No turbulento século XVIII de disputas territoriais entre
portugueses e castelhanos pelas terras da margem oriental do rio Uruguai, os
habitantes da vila de Rio Grande se lançaram além do São Gonçalo[1] e
ocuparam terras que mais tarde seriam os atuais municípios de São Lourenço do
Sul, Turuçu, Arroio do Padre, Canguçu, Morro Redondo, Arroio Grande, o próprio
Capão do Leão, chegando mesmo às serras de Piratini e às praias do rio
Jaguarão. Tudo com o propósito de “marcar território” diante de castelhanos que
reivindicavam direitos mais antigos sobre a terra que os lusos. Depois de 1777,
ano do Tratado de Santo Ildefonso, podemos dizer que toda a região supracitada
já era portuguesa de fato e direito e daí começa a história documental mais abundante
sobre todos esses rincões. Capão do Leão aparece como um ponto inóspito a meio
caminho entre “os campos de Pelotas” e o Forte São Gonçalo (Arroio Grande). Não
existia verdadeiramente Capão do Leão como ponto localidade delimitada, existiam
sim cinco sesmarias[2]
na área do atual município: Sant’Ana, das Pedras, São Thomé, Pavão e do Padre
Doutor. Padre este que chamava-se Pedro Pereira Fernandes de Mesquita e foi tio
do eminente Hipólito José da Costa, fundador do primeiro jornal brasileiro[3] e
patrono da Imprensa Brasileira. Hipólito muito provavelmente recebeu seus
primeiros estudos na estância do Padre Doutor – residência hoje que é a sede da
Estância Santa Tecla.
Bem, mas eu falei de boi. Pois foi o boi e a necessidade
de ocupar a terra que trouxe para esses pagos – sem considerar os índios tapes
e minuanos que havia aqui – os primeiros colonos luso-brasileiros e
sacramentinos.[4]
Rebanhos e rebanhos, ora xucros, ora domesticados, eram a riqueza da região
naquela época, seja para a produção do charque que já se embrionava, seja para
a produção de couro que sempre tinha mercado.

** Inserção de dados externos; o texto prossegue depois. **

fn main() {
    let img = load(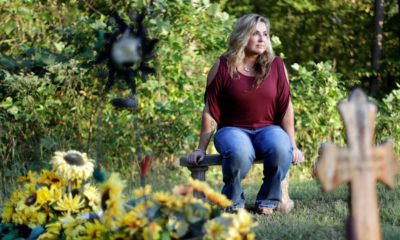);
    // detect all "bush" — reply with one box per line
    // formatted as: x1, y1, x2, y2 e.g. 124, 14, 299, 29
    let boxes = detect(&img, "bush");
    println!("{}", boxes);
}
291, 62, 347, 177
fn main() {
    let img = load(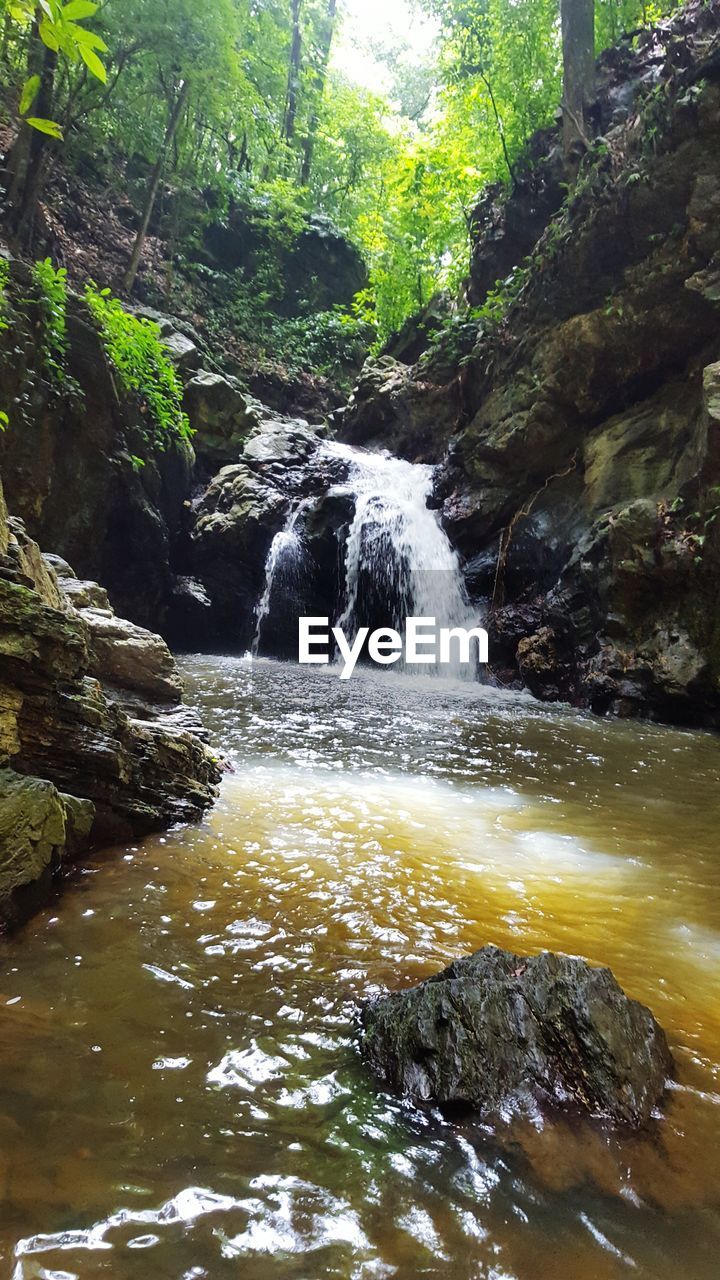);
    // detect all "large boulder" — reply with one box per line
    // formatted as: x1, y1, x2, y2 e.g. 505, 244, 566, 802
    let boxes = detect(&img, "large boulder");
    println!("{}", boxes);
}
184, 369, 261, 467
0, 769, 95, 922
361, 947, 673, 1126
0, 285, 195, 626
0, 486, 219, 927
337, 356, 460, 462
179, 416, 348, 649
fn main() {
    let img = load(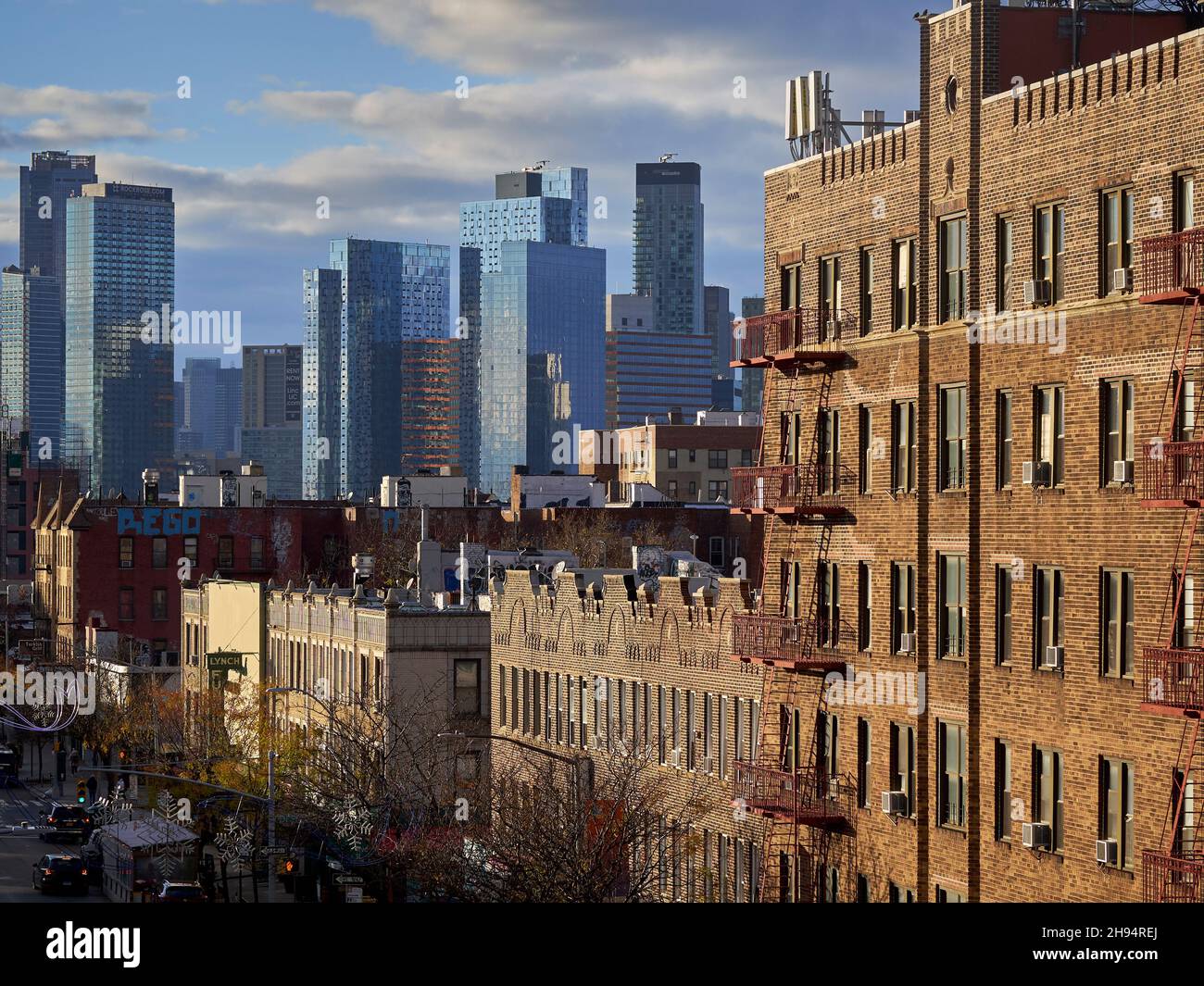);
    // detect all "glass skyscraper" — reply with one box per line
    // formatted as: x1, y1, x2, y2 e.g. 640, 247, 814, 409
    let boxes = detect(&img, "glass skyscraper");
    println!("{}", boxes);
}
0, 266, 63, 462
631, 161, 705, 332
457, 168, 590, 490
305, 238, 452, 500
64, 181, 176, 497
478, 241, 606, 496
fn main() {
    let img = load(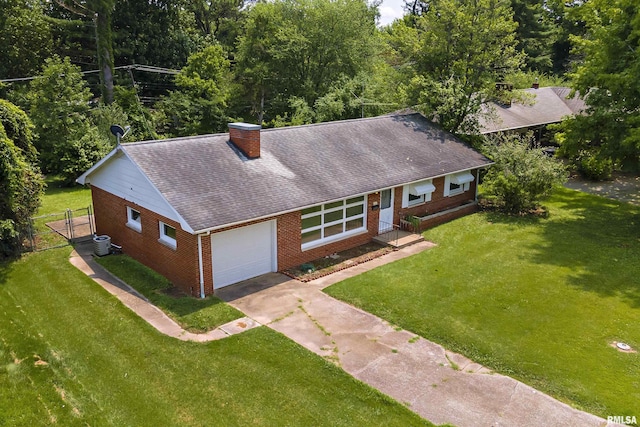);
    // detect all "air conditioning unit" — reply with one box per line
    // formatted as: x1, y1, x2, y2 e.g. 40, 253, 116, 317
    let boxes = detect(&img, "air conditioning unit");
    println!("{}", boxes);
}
93, 236, 111, 256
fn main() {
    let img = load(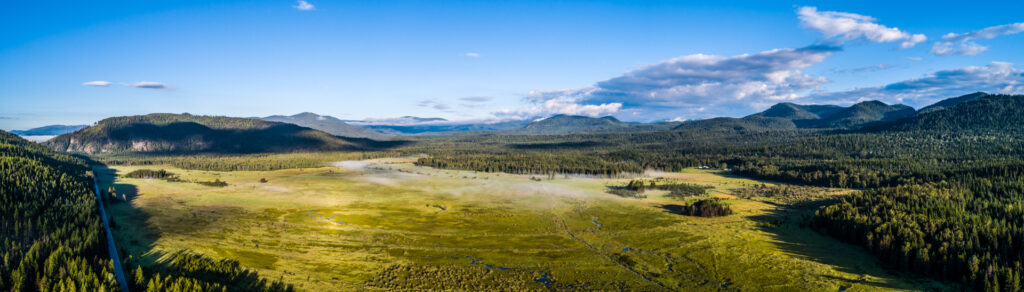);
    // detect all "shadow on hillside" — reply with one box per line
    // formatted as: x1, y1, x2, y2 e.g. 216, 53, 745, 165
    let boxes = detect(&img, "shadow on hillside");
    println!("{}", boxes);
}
88, 160, 280, 291
78, 122, 410, 155
749, 202, 942, 289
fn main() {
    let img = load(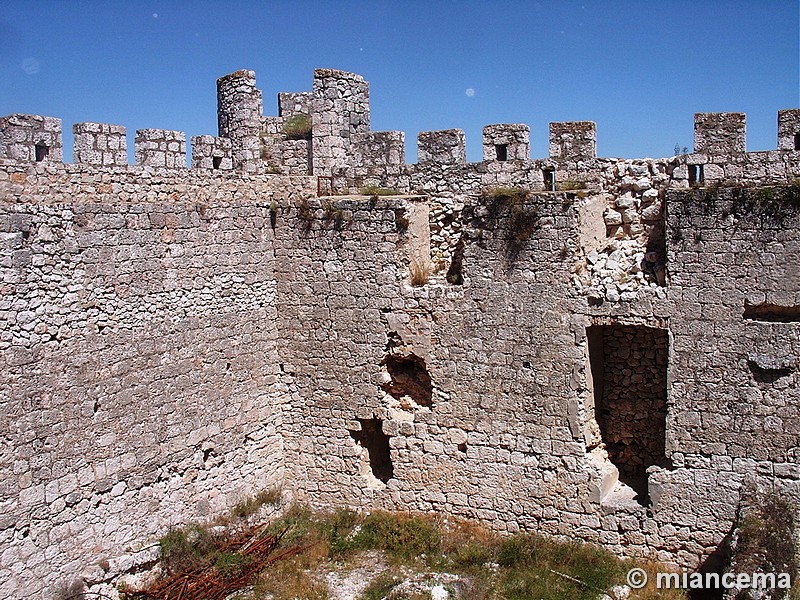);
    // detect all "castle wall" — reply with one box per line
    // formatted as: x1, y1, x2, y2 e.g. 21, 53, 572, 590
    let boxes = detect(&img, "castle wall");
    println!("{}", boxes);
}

A pecuária de corte no Capão do Leão foi a atividade
econômica mais importante desde a chegada dos primeiros luso-brasileiros no fim
do século XVIII até a década de 1880. Tropas de gado e os tropeiros que a
conduziam ajudaram a criar os primeiros caminhos leonenses, literalmente
abertos na ponta de cascos de bois, cavalos e mulas. A maioria de nossas
estradas rurais e mesmo vias urbanas como a Avenida Narciso Silva e a Avenida Três
de Maio, simplesmente eram no passado “corredores de tropas” que se
direcionavam ou para as charqueadas pelotenses, ou para serem negociadas na
Tablada, ou para engorda nos campos úmidos do Pavão.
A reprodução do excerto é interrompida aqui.